C’est pourquoi la stigmatisation fait que de nombreuses leçons de la pandémie du VIH n’atteignent pas la société. « La connaissance est là, mais elle n’est pas accessible », explique le Dr Yudit Namer, qui a co-écrit la lettre avec Razum dans la revue Science et est également chercheur dans le même département. «Cela a des implications pour la pandémie de Covid 19. Par exemple, avec des mesures de protection : les communautés affectées par le VIH ont appris comment accroître l’acceptation des méthodes barrières, telles que les préservatifs. Mais ces leçons ont été perdues pour la société en général et ont dû être apprises à nouveau lorsqu’il s’agissait de porter des masques comme mesure de protection.
De plus, la stigmatisation met en danger la cohésion sociétale : parce qu’elle maintient des groupes sociaux petits ou exclus, elle contribue à marginaliser ces groupes – à les pousser à la limite – et ainsi à perpétuer les inégalités. La lettre récemment publiée par Namer et Razum est intégrée dans leur projet « Soins de santé pour les groupes marginalisés en tant qu’indicateur de cohésion sociétale », un sous-projet de l’Institut de recherche sur la cohésion sociale (RISC).
Le ministère fédéral de l’Éducation et de la Recherche soutient le FGZ
Le FGZ est une association de onze universités et instituts de recherche, dont l’Université de Bielefeld. Depuis 2020, il est financé par le ministère fédéral de l’Éducation et de la Recherche pour une période initiale de quatre ans. Dans leur sous-projet, Namer et Razum étudient comment différents groupes marginalisés ont accès aux soins de santé et comment cela renforce ou compromet la cohésion dans la société.
Les idées que les chercheurs ont présentées dans Science ont été développées lors de la préparation de ce projet. «Les expériences collectives des groupes marginalisés sont souvent négligées, même dans la recherche. Les pandémies de VIH et de Covid 19 montrent à quel point il est important d’inclure explicitement leurs perspectives dans la recherche », déclare Razum.

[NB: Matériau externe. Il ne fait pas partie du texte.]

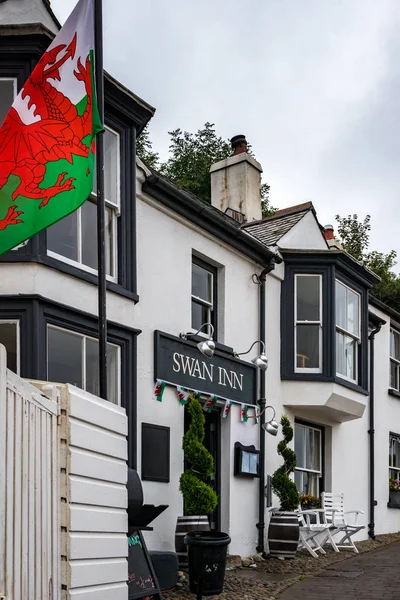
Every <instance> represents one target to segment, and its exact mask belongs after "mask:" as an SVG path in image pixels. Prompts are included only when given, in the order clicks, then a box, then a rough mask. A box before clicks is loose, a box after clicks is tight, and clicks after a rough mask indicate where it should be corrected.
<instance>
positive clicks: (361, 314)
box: [281, 250, 375, 395]
mask: <svg viewBox="0 0 400 600" xmlns="http://www.w3.org/2000/svg"><path fill="white" fill-rule="evenodd" d="M283 255H284V260H285V279H284V280H283V282H282V292H281V334H282V335H281V379H283V380H298V381H332V382H336V383H339V384H340V385H343V386H345V387H348V388H351V389H353V390H355V391H358V392H361V393H362V394H364V395H368V343H367V340H368V290H369V288H371V287H372V285H373V283H375V278H374V276H373V275H372V274H371V275H370V274H369V273H368V272H367V271H366V270H365V269H364V268H363V267H362V266H361V265H359V264H358V263H356V262H355V261H354V260H353V259H351V258H350V257H349V256H347V255H346V254H344V253H342V252H335V251H332V250H331V251H329V252H324V253H322V252H321V253H308V252H307V253H306V252H304V253H302V252H296V253H293V252H283ZM296 274H304V275H306V274H317V275H321V277H322V368H321V372H320V373H311V372H310V373H307V372H301V373H299V372H296V370H295V345H294V344H295V339H294V331H295V323H294V315H295V311H294V302H295V293H294V292H295V284H294V282H295V275H296ZM336 280H338V281H340V282H341V283H343V284H344V285H346V286H348V287H349V288H351V289H353V290H354V291H355V292H357V293H358V294H359V295H360V311H361V320H360V333H361V343H360V344H359V345H358V373H357V383H354V382H352V381H350V380H347V379H345V378H343V377H340V376H338V375H337V374H336V355H335V353H336V337H335V336H336V322H335V321H336V318H335V282H336Z"/></svg>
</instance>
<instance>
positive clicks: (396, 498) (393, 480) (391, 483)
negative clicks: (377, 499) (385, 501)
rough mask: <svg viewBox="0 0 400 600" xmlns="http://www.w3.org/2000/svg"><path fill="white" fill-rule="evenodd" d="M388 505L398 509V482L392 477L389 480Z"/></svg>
mask: <svg viewBox="0 0 400 600" xmlns="http://www.w3.org/2000/svg"><path fill="white" fill-rule="evenodd" d="M389 504H390V506H398V507H399V508H400V480H399V479H395V478H394V477H391V478H390V479H389Z"/></svg>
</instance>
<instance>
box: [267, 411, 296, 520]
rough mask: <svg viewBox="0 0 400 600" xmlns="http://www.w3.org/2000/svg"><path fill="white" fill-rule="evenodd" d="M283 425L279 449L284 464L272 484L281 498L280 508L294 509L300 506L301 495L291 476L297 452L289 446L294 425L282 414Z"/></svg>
mask: <svg viewBox="0 0 400 600" xmlns="http://www.w3.org/2000/svg"><path fill="white" fill-rule="evenodd" d="M281 425H282V433H283V439H282V440H281V441H280V442H279V443H278V447H277V450H278V454H280V455H281V456H282V458H283V465H282V466H281V467H279V468H278V469H277V470H276V471H275V473H274V474H273V476H272V480H271V485H272V489H273V490H274V492H275V494H276V495H277V496H278V498H279V500H280V509H281V510H284V511H294V510H296V509H297V508H298V507H299V504H300V495H299V492H298V490H297V487H296V484H295V482H294V481H293V480H292V479H291V478H290V477H289V475H290V474H291V473H293V471H294V470H295V467H296V454H295V453H294V451H293V450H292V449H291V448H288V444H289V443H290V442H291V441H292V439H293V427H292V426H291V424H290V421H289V419H288V418H287V417H286V416H285V415H282V418H281Z"/></svg>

Afin de tirer les leçons des expériences acquises par la communauté LGBTQI+ lors de la pandémie du VIH, les scientifiques proposent d’utiliser différentes méthodes de recherche. Celles-ci incluent, par exemple, des « archives de survie » numériques dans lesquelles sont rassemblés des textes ou des films existants, mais aussi des entretiens avec les personnes concernées. Dans la recherche-action participative, les membres de la communauté affectée sont même impliqués dans des études en tant que chercheurs eux-mêmes en élaborant leurs propres questions de recherche ou en menant des enquêtes.
La recherche doit aller de pair avec la lutte contre la stigmatisation
Namer et Razum soulignent qu’il ne s’agit pas d’exiger que les groupes marginalisés apprennent davantage de leurs expériences. «Au lieu de cela, ce sont les groupes non marginalisés qui doivent tirer les leçons des expériences des personnes touchées. De plus, cela ne peut être qu’un premier pas et doit aller de pair avec la lutte contre la marginalisation et la stigmatisation », déclare Namer.
Dans d’autres projets de recherche, les scientifiques se concentrent également sur les expériences de groupes marginalisés. Razum est le porte-parole du groupe de recherche PH-LENS, qui utilise l’exemple de la santé des réfugiés pour enquêter sur les inégalités de santé plus larges en Allemagne. La Fondation allemande pour la recherche (DFG) continuera à financer ce groupe de recherche jusqu’en 2022.
«Notre recherche sert de loupe : son objectif n’est pas seulement d’en apprendre davantage sur les expériences des groupes marginalisés, mais aussi de tirer des conclusions générales sur la santé et la société à partir de leurs expériences», explique Razum.